LIS divides a small portion of the internal anal sphincter muscle. This permanently reduces the resting sphincter tone, breaking the cycle of spasm and poor blood flow that prevents the fissure from healing. The wound from the procedure itself is small.
People describe understanding this fundamental difference as the starting point for their decision. One procedure removes the problem tissue. The other changes the underlying muscle tension that caused the problem.
The factors people weigh
The accounts reveal a consistent set of considerations that come up when people are choosing between the two:
- Sphincter preservation. Fissurectomy does not cut the sphincter muscle. For people who are particularly concerned about continence risk — especially those with existing bowel control considerations — this matters.
- Track record. LIS has a longer history and a larger body of outcome data. Its success rates are well-established, generally cited above 90%. Fissurectomy outcome data is growing but has a smaller evidence base.

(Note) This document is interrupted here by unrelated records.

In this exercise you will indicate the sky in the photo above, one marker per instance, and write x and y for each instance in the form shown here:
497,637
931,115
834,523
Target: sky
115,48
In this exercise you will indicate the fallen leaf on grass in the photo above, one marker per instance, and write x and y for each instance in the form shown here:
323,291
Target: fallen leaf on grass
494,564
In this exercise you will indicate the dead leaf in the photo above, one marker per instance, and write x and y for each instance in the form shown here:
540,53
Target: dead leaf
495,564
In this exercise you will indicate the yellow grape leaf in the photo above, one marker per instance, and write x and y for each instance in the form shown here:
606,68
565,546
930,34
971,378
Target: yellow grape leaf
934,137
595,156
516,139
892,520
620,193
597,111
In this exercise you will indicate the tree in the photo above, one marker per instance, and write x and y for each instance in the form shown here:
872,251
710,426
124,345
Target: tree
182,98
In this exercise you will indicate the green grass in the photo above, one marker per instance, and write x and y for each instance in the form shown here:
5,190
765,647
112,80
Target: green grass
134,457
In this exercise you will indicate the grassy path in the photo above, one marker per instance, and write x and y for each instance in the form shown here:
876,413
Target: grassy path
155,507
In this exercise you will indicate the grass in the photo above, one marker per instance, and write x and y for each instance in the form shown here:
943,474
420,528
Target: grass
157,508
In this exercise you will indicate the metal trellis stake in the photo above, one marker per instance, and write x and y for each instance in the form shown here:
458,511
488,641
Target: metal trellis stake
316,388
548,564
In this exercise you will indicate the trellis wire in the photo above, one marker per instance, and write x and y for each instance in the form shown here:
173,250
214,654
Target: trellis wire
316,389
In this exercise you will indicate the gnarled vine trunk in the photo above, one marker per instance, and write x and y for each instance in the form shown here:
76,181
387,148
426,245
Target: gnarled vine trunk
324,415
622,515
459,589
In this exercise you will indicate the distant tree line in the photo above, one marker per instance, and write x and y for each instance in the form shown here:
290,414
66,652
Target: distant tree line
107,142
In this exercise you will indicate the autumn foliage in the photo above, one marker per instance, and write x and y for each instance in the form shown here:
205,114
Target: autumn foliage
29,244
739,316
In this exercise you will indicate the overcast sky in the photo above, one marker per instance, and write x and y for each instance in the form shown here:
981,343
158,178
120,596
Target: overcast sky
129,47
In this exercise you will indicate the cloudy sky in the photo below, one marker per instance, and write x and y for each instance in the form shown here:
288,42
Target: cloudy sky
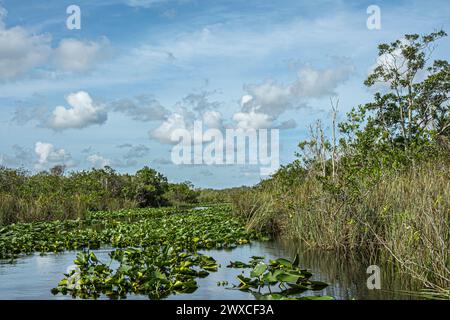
112,92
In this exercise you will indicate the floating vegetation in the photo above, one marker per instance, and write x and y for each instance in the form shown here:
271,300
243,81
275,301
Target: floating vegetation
281,273
153,271
206,229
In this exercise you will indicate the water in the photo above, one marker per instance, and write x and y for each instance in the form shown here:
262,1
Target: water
33,276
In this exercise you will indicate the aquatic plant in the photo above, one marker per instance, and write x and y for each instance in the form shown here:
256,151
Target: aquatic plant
281,273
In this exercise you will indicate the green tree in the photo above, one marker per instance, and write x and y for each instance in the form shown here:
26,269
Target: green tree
410,113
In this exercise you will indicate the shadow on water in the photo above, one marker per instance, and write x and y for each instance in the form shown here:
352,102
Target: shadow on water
33,276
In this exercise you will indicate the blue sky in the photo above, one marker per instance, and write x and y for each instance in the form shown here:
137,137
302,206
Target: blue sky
111,92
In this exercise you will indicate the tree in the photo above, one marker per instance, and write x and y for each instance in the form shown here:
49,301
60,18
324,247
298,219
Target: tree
182,193
151,187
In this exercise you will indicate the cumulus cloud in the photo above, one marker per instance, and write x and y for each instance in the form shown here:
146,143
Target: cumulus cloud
20,50
213,119
263,103
163,132
252,120
141,108
144,3
134,151
49,156
79,56
82,113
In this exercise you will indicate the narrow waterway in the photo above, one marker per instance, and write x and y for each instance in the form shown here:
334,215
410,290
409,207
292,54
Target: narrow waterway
33,276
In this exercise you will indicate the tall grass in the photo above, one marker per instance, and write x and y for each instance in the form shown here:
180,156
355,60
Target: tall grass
15,209
404,216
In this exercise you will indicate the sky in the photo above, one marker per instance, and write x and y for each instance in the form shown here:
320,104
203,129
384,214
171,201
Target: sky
113,92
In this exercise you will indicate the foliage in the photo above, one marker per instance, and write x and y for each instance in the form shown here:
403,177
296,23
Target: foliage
57,195
283,273
384,186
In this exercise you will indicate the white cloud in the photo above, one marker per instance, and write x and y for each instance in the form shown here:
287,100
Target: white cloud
317,83
212,119
20,50
273,99
79,56
144,3
163,133
140,108
49,156
82,113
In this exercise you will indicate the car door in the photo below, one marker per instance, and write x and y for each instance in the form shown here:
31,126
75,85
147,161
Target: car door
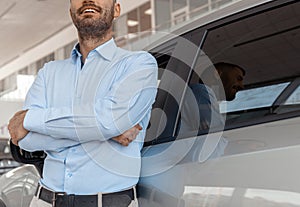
252,162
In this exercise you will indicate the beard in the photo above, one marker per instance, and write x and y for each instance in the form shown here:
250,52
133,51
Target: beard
93,28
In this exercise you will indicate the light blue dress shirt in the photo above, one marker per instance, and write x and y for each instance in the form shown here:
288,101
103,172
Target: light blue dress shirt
75,110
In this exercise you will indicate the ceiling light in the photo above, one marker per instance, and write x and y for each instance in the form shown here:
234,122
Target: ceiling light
148,11
132,23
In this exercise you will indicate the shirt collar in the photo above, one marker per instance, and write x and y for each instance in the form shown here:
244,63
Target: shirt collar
106,50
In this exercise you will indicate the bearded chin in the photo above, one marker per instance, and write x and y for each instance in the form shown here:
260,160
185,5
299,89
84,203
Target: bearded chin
91,29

- Recovery profile. Fissurectomy leaves an open wound that takes weeks to heal. LIS involves a sphincter cut but typically a smaller wound with a faster initial recovery. People weigh which trade-off feels more manageable for their circumstances.
- Surgeon recommendation. This emerges as the most influential factor in nearly every account. Surgeons often have a clear preference based on their training, experience, and assessment of the specific fissure.
- Fissure characteristics. The size of any sentinel skin tag, the condition of the surrounding tissue, and the patient’s sphincter tone all factor into the surgeon’s recommendation.
Making the decision
People describe the decision as difficult but ultimately clarified by one question: “Which procedure do you recommend for me specifically, and why?”
Surgeons who regularly treat chronic fissures typically have a well-reasoned preference for a given situation. They consider anatomy, sphincter tone, fissure characteristics, and the patient’s priorities. People who leaned into this expertise — rather than trying to become their own expert through online research — describe feeling more confident in their choice.
The most common regret across both groups is not the procedure they chose. It is the time spent agonizing over the decision while the fissure continued to affect their quality of life.